Lembra quando eu comentei, no primeiro parágrafo, que um mundo chato é um mundo sem cor? É exatamente isso que a protagonista passa, e que o diretor quer passar. Em diversas cenas – cenas onde a garota está claramente de saco cheio da vida, com aquela famosa vontadezinha de morrer – o show faz questão de eliminar todas as suas belas cores para nos mostrar a visão dela. Fica clara a mensagem que quer ser passada.

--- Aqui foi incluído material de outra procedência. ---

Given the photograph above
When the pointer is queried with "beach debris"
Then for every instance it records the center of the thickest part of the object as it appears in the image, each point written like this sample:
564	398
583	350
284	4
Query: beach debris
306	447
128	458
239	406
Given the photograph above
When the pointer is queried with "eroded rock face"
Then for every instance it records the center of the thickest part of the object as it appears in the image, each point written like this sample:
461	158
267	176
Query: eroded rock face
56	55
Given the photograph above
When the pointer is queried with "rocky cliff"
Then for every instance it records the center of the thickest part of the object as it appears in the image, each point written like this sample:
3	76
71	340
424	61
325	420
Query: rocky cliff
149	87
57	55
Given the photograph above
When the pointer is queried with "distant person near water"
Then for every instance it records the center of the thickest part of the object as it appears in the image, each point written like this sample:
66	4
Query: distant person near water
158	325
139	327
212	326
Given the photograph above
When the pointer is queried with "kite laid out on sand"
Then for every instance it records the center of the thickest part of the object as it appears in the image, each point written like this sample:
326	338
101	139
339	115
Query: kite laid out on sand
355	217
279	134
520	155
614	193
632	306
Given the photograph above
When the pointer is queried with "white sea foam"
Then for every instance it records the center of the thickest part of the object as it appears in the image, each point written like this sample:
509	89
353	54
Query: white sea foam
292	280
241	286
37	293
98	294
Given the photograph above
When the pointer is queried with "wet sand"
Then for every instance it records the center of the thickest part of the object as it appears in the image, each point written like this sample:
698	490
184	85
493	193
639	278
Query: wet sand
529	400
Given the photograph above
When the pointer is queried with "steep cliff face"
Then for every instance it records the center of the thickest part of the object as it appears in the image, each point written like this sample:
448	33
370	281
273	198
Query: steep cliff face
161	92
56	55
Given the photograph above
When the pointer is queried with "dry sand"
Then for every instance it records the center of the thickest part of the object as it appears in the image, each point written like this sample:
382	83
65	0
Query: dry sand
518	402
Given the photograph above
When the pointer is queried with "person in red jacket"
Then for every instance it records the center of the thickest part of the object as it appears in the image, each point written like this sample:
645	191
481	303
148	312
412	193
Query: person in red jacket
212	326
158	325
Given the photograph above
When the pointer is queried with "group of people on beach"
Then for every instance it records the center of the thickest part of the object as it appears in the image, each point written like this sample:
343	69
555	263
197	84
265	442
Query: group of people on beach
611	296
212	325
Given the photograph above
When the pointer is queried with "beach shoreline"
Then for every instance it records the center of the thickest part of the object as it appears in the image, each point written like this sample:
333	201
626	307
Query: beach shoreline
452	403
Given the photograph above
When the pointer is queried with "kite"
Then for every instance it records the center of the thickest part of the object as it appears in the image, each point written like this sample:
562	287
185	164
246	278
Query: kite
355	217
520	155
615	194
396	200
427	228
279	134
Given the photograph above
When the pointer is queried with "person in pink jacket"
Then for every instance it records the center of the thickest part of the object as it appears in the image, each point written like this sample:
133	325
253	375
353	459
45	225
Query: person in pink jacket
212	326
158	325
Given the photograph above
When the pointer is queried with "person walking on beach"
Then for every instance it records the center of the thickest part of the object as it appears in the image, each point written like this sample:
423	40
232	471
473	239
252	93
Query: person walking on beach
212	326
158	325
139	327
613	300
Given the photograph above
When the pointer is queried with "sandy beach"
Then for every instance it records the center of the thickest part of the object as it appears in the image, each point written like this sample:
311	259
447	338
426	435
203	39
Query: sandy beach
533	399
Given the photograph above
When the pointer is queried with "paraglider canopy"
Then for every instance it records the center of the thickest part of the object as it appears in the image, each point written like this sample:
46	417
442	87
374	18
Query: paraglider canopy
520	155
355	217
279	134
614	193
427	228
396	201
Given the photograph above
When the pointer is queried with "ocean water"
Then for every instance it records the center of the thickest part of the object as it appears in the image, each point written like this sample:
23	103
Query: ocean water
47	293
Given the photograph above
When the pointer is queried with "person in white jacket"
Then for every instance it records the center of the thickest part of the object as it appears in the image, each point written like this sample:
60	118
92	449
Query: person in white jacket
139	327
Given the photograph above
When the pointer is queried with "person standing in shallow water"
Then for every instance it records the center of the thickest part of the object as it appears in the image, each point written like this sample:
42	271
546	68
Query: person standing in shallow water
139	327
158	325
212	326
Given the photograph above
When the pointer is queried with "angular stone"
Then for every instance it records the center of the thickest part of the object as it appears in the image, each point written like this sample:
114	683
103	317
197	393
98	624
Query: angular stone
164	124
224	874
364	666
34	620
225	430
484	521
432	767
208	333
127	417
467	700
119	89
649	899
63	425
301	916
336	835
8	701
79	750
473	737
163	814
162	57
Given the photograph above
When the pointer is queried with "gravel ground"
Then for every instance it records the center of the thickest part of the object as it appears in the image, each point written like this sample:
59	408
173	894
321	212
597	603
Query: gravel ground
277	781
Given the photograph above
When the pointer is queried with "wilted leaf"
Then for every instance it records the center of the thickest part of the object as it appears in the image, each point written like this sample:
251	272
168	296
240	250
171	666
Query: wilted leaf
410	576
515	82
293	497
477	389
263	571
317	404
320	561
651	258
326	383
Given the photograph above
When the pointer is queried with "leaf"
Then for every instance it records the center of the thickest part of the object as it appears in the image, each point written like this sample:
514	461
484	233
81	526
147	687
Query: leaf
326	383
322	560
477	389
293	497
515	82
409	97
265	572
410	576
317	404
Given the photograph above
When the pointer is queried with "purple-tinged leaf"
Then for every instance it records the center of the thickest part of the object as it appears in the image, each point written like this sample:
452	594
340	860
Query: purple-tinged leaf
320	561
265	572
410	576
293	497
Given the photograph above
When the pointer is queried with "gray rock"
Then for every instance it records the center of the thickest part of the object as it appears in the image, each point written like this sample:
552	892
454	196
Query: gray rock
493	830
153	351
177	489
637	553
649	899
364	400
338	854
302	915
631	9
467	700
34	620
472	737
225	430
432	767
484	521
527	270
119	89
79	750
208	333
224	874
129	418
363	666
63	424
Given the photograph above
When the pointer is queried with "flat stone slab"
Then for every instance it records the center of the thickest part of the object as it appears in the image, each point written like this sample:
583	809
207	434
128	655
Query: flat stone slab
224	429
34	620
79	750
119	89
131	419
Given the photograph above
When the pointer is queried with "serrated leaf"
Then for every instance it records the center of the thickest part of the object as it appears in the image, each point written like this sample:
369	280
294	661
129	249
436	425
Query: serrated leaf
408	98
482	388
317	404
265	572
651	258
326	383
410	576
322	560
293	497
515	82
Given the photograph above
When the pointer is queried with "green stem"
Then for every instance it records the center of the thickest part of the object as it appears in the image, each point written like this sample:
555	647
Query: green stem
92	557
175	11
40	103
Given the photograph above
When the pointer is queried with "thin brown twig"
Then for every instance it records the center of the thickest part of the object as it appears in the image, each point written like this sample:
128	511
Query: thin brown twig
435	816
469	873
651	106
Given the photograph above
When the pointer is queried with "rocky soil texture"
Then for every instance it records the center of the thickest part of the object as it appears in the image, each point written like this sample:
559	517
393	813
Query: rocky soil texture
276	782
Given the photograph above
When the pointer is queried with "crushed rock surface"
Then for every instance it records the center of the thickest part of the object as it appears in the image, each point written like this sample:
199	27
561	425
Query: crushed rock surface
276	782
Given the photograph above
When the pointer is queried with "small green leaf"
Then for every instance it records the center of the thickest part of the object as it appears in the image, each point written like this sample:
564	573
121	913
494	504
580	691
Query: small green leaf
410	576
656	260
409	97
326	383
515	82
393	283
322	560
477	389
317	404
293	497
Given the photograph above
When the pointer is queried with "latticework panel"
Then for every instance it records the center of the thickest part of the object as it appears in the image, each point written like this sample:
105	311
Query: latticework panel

Com tantas personagens boas e que são feitas para nós nos apegarmos rapidamente, e uma direção honestamente excelente que consegue trazer todos os efeitos desejados, nós nem paramos pra notar o quão arroz com feijão o show em si é. Sério, se você parar por trinta segundos e juntar todos os pontos, vai ver que não tem nada de especial no animê. Como já dito, é um Slice of Life pão com ovo. Mesmo com suas peculiaridades, tudo é muito simples e acaba trazendo um enorme senso de tranquilidade para o clima da obra. Mas essa simplicidade acaba sendo um charme a mais que se soma a todas as qualidades já mencionadas.
Como prometi, um pouco sobre a parte técnica: vou dar destaque para os astros, e nomear Toshiya Shinohara pelo seu trabalho na direção, que já cansei de elogiar ao longo do texto; e Naomi Nakano, por fazer o “Design de Cores” do show (que, certamente, é um dos papéis mais importantes para ESSE SHOW EM ESPECÍFICO). Ambos trabalham com uma equipe ligada ao estúdio P.A. Works, que tem seu repertório cheio de shows de qualidade (e alguns nem tanto). Ainda, a música (por Yoshiaki Dewa) e a dublagem (com diversos nomes conhecidos) são de alto nível e só agregam à produção.
Um show que surpreende por ser bonito de se olhar e gostoso de se assistir, IroDuku fica como uma estréia 8/10 e me deixa muito ansioso por mais. Você pode assistir pelo serviço de streaming da Amazon, o Prime Video, com novos episódios todas as segundas-feiras.